Sadly, though, the promise of the starters was somewhat let down by the mains we chose. A Quattro Stagioni pizza arrived (lagging behind the lasagne al forno by a good 3 minutes) and left us both ambivalent. Though the bottom was browned in the requisite patches, the dough seemed either uncooked or unfinished in some way, and had too much of a yeasty taste. The passata topping, though good, was insufficient to rescue the neither-thick-enough-nor-thin-enough base. Disappointing. The lasagne al forno wasn´t much better, suffering from under use of herbs, and over use of pasta. Both dishes seemed stodgy, resulting in a distinctly ‘yawn´ verdict from us both.

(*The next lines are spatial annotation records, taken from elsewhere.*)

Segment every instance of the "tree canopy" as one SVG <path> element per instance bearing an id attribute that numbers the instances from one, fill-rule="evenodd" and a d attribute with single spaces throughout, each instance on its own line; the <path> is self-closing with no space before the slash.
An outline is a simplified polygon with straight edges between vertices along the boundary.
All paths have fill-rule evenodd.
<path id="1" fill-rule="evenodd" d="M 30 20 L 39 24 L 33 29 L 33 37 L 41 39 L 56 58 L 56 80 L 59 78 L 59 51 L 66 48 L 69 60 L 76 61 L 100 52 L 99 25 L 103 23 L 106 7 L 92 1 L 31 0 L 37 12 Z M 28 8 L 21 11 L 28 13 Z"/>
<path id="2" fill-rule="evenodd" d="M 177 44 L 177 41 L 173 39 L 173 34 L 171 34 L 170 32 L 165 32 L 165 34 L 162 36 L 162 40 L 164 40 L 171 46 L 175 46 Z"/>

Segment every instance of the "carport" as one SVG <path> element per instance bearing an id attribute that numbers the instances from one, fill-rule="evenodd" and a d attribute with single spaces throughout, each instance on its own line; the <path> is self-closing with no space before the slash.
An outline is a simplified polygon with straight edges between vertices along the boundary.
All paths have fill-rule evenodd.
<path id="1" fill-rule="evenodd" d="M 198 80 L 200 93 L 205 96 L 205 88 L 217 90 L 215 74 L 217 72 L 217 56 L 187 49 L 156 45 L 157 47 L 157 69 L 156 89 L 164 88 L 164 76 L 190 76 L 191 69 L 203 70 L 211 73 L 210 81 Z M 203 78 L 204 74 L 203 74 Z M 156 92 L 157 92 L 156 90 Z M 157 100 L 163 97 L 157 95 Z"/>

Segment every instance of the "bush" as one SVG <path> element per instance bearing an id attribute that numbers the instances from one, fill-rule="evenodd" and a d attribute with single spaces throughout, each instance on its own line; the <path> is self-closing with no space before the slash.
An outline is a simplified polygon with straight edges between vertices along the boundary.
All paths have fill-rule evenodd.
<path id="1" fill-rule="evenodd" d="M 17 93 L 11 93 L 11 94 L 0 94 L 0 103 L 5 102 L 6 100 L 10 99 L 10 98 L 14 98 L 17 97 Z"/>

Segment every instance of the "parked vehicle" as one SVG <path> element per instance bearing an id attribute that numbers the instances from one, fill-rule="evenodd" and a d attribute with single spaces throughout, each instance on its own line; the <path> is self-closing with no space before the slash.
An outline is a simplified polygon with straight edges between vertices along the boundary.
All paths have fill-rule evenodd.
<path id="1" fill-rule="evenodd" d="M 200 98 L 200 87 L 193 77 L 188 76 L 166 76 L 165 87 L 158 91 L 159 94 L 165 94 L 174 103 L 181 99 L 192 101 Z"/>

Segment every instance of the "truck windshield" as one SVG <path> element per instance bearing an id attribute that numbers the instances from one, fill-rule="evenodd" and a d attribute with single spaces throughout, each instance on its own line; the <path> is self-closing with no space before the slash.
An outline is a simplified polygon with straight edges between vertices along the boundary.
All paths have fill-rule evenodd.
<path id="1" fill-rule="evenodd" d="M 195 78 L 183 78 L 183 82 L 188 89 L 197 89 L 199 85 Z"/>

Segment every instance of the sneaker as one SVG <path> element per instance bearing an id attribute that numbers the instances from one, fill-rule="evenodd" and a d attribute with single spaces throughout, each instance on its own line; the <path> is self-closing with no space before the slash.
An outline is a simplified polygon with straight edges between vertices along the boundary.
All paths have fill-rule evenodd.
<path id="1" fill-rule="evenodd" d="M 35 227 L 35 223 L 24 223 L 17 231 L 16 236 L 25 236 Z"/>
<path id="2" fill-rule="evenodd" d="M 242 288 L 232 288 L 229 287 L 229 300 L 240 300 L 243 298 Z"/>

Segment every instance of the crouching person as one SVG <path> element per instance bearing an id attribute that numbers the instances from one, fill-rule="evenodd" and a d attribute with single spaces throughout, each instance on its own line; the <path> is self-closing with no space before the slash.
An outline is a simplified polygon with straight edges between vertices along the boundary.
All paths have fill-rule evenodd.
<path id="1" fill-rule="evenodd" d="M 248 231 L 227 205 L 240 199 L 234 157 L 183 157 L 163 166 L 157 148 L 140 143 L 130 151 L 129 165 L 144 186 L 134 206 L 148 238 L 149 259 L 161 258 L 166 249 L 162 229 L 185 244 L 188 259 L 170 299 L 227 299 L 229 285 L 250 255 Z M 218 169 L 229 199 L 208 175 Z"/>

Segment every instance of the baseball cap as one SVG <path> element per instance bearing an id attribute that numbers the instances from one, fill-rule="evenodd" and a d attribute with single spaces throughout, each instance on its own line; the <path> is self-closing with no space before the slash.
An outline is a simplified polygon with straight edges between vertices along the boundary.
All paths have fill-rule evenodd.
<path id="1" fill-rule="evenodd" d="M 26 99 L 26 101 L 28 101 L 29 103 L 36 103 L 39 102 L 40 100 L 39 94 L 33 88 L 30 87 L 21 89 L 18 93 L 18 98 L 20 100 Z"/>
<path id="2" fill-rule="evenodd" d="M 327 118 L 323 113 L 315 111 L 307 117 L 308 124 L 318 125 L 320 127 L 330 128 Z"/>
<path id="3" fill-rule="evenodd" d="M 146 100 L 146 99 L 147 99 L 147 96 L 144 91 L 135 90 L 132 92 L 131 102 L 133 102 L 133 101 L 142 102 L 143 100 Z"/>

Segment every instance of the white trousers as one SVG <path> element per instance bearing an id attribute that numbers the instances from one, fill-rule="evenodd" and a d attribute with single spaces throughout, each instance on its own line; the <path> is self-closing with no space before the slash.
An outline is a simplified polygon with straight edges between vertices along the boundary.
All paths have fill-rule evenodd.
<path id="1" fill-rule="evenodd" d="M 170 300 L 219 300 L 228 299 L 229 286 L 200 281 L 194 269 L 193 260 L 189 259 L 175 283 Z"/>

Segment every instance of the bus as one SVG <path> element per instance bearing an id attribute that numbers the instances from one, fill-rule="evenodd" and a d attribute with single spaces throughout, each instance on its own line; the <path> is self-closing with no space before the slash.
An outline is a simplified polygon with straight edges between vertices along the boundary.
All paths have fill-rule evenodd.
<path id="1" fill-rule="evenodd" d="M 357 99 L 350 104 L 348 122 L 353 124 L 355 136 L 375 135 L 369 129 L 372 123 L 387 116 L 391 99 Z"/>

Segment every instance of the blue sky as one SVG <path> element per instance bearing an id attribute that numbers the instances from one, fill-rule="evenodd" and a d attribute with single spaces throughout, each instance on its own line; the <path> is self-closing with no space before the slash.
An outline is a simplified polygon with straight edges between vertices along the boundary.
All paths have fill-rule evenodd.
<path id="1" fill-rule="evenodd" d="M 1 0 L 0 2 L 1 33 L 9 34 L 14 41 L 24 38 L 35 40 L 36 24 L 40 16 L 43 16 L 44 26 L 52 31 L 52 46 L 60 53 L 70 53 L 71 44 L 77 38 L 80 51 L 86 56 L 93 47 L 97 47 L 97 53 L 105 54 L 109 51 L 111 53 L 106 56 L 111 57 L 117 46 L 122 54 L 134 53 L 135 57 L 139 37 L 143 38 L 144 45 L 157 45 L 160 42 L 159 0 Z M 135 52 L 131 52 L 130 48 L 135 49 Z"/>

Under the (misguided) impression that, “well, starters and desserts are usually where chefs excel…” we pushed on. A torte della nonna and torta di ameretto arrived at the table simultaneously. Disappointingly, the Tuscan version of the cheesecake was more like a scone baked by someone with a mistrust of baking, so it fit neatly into the ‘dreary Florentine pastry´ category. Similarly, the Amaretto tart, which should have been flourless, was basically a bread-like cheesecake base topped with almonds blended into cream and sprinkled with shop-purchased biscotti. Give them both a miss. Give the coffees a miss as well, unless you like your latte made with UHT milk and your espresso burnt.

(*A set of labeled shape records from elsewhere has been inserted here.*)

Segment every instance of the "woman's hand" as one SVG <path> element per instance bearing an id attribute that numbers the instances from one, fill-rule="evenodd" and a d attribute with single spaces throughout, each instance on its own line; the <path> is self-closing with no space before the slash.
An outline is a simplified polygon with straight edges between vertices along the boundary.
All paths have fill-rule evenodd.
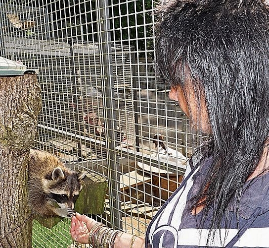
<path id="1" fill-rule="evenodd" d="M 89 230 L 97 223 L 86 215 L 76 213 L 71 220 L 70 234 L 72 238 L 81 244 L 88 244 Z"/>

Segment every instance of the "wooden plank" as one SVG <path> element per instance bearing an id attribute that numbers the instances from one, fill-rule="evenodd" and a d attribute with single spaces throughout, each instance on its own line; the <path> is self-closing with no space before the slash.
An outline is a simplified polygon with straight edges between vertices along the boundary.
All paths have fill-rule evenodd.
<path id="1" fill-rule="evenodd" d="M 120 176 L 121 190 L 124 190 L 130 187 L 135 187 L 144 182 L 150 182 L 151 179 L 136 173 L 136 171 L 128 172 Z"/>

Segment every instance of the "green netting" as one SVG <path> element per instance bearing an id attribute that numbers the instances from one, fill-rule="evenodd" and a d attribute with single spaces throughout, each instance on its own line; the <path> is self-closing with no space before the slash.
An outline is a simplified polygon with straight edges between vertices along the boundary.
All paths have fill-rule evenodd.
<path id="1" fill-rule="evenodd" d="M 32 236 L 32 248 L 69 248 L 73 244 L 69 233 L 70 220 L 65 218 L 51 229 L 34 220 Z"/>

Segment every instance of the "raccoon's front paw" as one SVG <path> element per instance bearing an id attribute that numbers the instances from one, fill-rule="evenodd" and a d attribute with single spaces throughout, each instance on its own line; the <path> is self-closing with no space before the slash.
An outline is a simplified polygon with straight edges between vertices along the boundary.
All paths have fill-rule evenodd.
<path id="1" fill-rule="evenodd" d="M 72 218 L 73 216 L 76 215 L 76 213 L 71 208 L 68 208 L 67 211 L 68 212 L 68 214 L 67 214 L 67 218 Z"/>

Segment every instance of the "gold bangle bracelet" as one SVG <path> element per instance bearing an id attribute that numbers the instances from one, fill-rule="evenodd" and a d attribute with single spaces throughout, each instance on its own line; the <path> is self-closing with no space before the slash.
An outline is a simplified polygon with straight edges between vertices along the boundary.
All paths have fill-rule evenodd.
<path id="1" fill-rule="evenodd" d="M 131 243 L 130 243 L 130 248 L 133 248 L 133 246 L 134 246 L 134 240 L 135 240 L 135 238 L 137 237 L 137 235 L 134 235 L 133 236 L 133 238 L 132 238 L 132 240 L 131 240 Z"/>

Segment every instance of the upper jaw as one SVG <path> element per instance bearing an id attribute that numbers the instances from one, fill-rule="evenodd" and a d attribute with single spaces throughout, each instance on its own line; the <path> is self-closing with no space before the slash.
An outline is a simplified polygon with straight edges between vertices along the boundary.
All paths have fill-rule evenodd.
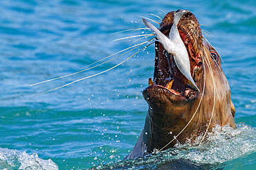
<path id="1" fill-rule="evenodd" d="M 168 35 L 172 23 L 161 26 L 160 30 Z M 196 83 L 196 74 L 199 70 L 202 70 L 202 62 L 201 50 L 198 46 L 192 45 L 194 39 L 196 39 L 198 43 L 201 37 L 188 36 L 185 27 L 178 25 L 179 32 L 184 45 L 187 48 L 190 62 L 190 74 L 193 80 Z M 200 29 L 200 28 L 199 28 Z M 199 32 L 200 33 L 200 32 Z M 199 34 L 200 35 L 200 34 Z M 200 46 L 200 45 L 199 45 Z M 195 75 L 196 74 L 196 75 Z M 186 98 L 191 98 L 199 93 L 190 86 L 187 78 L 177 69 L 172 54 L 168 53 L 163 47 L 161 43 L 156 41 L 156 59 L 154 81 L 149 81 L 149 87 L 156 88 L 165 88 L 171 94 L 179 97 L 183 96 Z"/>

The décor of Pepe Nero´s is very neutral, and when illuminated so brightly, comes across stark. Parlour palms in every corner do little to create a cosy vibe. Don´t let your astigmatism-riddled friend walk down the steps unaided; horizontal markings within the marble tiles used on the steps create a successful optical illusion. As with so many places, there´s a weird aluminium factory tube hung from the ceiling that went nowhere and seemingly did very little – begging the eternal question: but why? The artwork on the walls, however, was pleasant, possibly not sourced from Ikea.  The toilets have a novel approach to washing one´s hands; while the cubicles themselves are divided by gender, the washbasin is a bit of a glory hole for hands that are rinsed under a waterfall. The clientele on Monday night included Czech-speaking families, hot Swedish lads, be-sports-jacketed Italian tourists and a group of those of a pensionable age – also travellers if their footwear and attire can be used to identify.

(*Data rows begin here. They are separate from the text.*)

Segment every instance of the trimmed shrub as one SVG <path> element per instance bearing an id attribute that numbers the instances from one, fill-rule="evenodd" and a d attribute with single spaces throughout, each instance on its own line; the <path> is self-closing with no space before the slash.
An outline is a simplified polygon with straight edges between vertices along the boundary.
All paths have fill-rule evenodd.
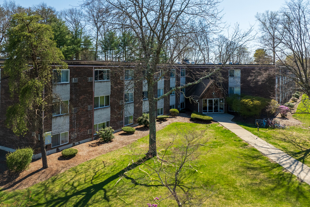
<path id="1" fill-rule="evenodd" d="M 33 150 L 30 147 L 16 150 L 14 152 L 9 152 L 5 157 L 7 167 L 11 170 L 21 172 L 27 169 L 32 160 Z"/>
<path id="2" fill-rule="evenodd" d="M 61 151 L 61 155 L 64 157 L 73 157 L 78 154 L 78 150 L 74 148 L 65 149 Z"/>
<path id="3" fill-rule="evenodd" d="M 156 118 L 158 120 L 166 120 L 166 119 L 169 118 L 169 116 L 166 116 L 165 115 L 160 115 L 159 116 L 157 116 L 157 117 Z"/>
<path id="4" fill-rule="evenodd" d="M 245 118 L 259 116 L 262 110 L 271 102 L 270 99 L 251 96 L 241 98 L 234 96 L 228 99 L 227 103 L 231 109 Z"/>
<path id="5" fill-rule="evenodd" d="M 132 134 L 135 132 L 135 129 L 130 127 L 124 127 L 122 128 L 122 130 L 127 134 Z"/>
<path id="6" fill-rule="evenodd" d="M 143 114 L 137 119 L 137 121 L 139 125 L 147 127 L 150 124 L 150 115 L 148 114 Z"/>
<path id="7" fill-rule="evenodd" d="M 287 113 L 290 111 L 290 109 L 284 106 L 279 106 L 279 110 L 281 117 L 284 117 L 287 115 Z"/>
<path id="8" fill-rule="evenodd" d="M 206 116 L 203 114 L 198 112 L 193 112 L 191 115 L 191 118 L 194 120 L 199 120 L 205 121 L 210 121 L 213 119 L 210 116 Z"/>
<path id="9" fill-rule="evenodd" d="M 286 102 L 283 105 L 286 107 L 288 107 L 290 110 L 294 109 L 294 106 L 295 106 L 295 104 L 290 102 Z"/>
<path id="10" fill-rule="evenodd" d="M 279 104 L 278 101 L 274 99 L 272 99 L 268 102 L 268 105 L 267 106 L 267 111 L 271 114 L 274 114 L 277 112 L 279 108 Z"/>
<path id="11" fill-rule="evenodd" d="M 169 110 L 169 112 L 172 116 L 176 116 L 179 114 L 179 111 L 176 109 L 171 109 Z"/>
<path id="12" fill-rule="evenodd" d="M 296 98 L 297 99 L 298 99 L 299 98 L 299 97 L 300 97 L 300 95 L 299 95 L 299 93 L 293 93 L 292 94 L 292 96 L 294 98 Z"/>
<path id="13" fill-rule="evenodd" d="M 105 128 L 102 128 L 99 130 L 99 131 L 96 132 L 96 133 L 99 135 L 100 137 L 100 142 L 109 142 L 115 138 L 113 132 L 114 130 L 112 127 L 109 127 Z"/>

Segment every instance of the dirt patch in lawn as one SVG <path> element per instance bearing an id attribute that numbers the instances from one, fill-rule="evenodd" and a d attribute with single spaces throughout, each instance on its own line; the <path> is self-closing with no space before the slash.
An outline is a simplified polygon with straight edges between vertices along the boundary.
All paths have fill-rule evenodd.
<path id="1" fill-rule="evenodd" d="M 189 112 L 180 113 L 178 116 L 170 117 L 162 123 L 157 122 L 156 130 L 162 129 L 175 122 L 206 124 L 193 121 L 190 119 L 190 116 Z M 210 122 L 208 124 L 214 123 Z M 0 188 L 9 190 L 25 188 L 88 160 L 125 146 L 148 134 L 148 128 L 141 126 L 135 128 L 136 131 L 132 134 L 124 136 L 122 131 L 115 133 L 115 139 L 110 142 L 103 143 L 96 140 L 73 147 L 77 149 L 78 152 L 75 157 L 70 159 L 61 159 L 61 152 L 48 155 L 48 168 L 47 169 L 42 168 L 42 161 L 41 159 L 38 159 L 33 161 L 26 170 L 20 173 L 13 174 L 7 169 L 4 159 L 0 159 Z M 4 152 L 0 152 L 3 154 L 1 156 L 2 158 L 5 155 Z"/>

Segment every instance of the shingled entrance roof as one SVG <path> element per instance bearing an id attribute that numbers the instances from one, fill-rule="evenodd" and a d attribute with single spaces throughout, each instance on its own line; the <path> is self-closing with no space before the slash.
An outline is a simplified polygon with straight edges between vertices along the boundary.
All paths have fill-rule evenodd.
<path id="1" fill-rule="evenodd" d="M 188 90 L 187 93 L 191 94 L 191 96 L 194 99 L 198 100 L 214 82 L 214 80 L 203 79 L 198 83 L 193 85 Z"/>

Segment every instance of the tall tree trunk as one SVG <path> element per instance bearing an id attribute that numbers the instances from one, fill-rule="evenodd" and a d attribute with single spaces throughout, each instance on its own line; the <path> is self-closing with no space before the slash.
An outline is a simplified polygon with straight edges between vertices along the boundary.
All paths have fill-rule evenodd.
<path id="1" fill-rule="evenodd" d="M 43 95 L 42 95 L 43 97 Z M 41 154 L 42 155 L 42 164 L 43 168 L 47 168 L 47 159 L 46 157 L 46 151 L 45 151 L 45 139 L 44 137 L 44 110 L 43 105 L 40 106 L 40 145 L 41 148 Z"/>
<path id="2" fill-rule="evenodd" d="M 148 81 L 148 109 L 149 118 L 149 140 L 148 151 L 147 155 L 151 157 L 157 155 L 156 146 L 156 117 L 157 115 L 157 101 L 154 98 L 153 87 L 154 82 L 150 77 Z"/>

All in all, I was underwhelmed. I felt that Pepe Nero could do much better with a dimmer switch, a different pizza base recipe, someone who has tastebuds testing food in the kitchen, and scrapping the dessert menu to pay more attention to the mains. It´s certainly not somewhere I´d take a date, but I´d take a friend there for starters and breads before heading on elsewhere. But honestly? It´s highly unlikely I´ll bother with a second visit.